Synonyme de simplicité dans nos modes de vie modernes, le plastique est présent au quotidien. On estime à un million le nombre de bouteilles plastiques vendues par minute dans le monde, dont 91% ne seront jamais recyclées. Composées à partir de polytéréphtalate d’éthylène (Pet) avec une décomposition naturelle à hauteur de 400 ans, l’absence de recyclage corrélée à l’augmentation du nombre de déchets plastiques dans les années à venir laisse prédire un impact majeur sur l’écosystème.

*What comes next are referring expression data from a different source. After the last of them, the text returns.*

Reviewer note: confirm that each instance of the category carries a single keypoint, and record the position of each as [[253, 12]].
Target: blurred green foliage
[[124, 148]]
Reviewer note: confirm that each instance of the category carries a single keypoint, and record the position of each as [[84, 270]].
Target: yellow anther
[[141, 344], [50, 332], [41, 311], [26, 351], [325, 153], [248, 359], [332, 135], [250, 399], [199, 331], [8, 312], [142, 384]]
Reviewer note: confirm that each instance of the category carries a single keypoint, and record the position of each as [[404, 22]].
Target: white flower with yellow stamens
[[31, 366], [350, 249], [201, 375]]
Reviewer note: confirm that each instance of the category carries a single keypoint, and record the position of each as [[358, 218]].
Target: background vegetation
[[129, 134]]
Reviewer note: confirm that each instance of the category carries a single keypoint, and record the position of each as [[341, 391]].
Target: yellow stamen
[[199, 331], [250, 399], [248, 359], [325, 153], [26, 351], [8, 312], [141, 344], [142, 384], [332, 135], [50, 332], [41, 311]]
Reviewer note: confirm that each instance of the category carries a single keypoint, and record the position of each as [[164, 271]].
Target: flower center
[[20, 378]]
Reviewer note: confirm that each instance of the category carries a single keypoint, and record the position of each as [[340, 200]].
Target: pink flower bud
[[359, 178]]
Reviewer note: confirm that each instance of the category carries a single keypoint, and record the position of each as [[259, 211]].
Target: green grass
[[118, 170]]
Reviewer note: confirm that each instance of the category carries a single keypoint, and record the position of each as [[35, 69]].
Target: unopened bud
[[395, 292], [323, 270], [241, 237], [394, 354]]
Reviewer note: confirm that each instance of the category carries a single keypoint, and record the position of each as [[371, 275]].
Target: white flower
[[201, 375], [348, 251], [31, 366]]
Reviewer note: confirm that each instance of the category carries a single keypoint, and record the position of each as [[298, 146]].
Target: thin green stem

En effet d’ici 2050 on prédit qu’il y aura plus de plastique dans les océans que de poissons. La montée de la pollution plastique dans les eaux engendre non seulement un danger pour la survie des espèces marines, mais aussi pour la santé des êtres humains. Une récente étude de l’université de Gand en Belgique a révélé que les personnes qui consomment régulièrement des fruits de mer ingèrent jusqu’à 11 000 minuscules morceaux de plastique chaque année. Une autre étude de l’université de Plymouth dit qu’un tiers des poissons pêchés au Royaume-Uni contiennent les petits morceaux de plastique dans leur estomac.

Le site Plastic Drift vous propose un outil [voir plus bas] pour observer jusque quel périmètre le plastique d’un déchet peut se propager dans l’océan au fil des années et selon son point d’origine. Pour Trevor Nace, cela permet de se rendre compte de l’impact mondial d’une bouteille de Coca jetée sur la côte newyorkaise sur celles d’Europe occidentale et d’Afrique. 

Le géologue parle également de l’impact des déchèteries sur l’environnement, et de leur gestion par des politiques nationales.

Il cite pour finir que tout comme la problématique du changement climatique, la probabilité d’une coopération mondiale pour l’environnement est un défi plus que compliqué auquel nous aurons à faire face dans les années à venir.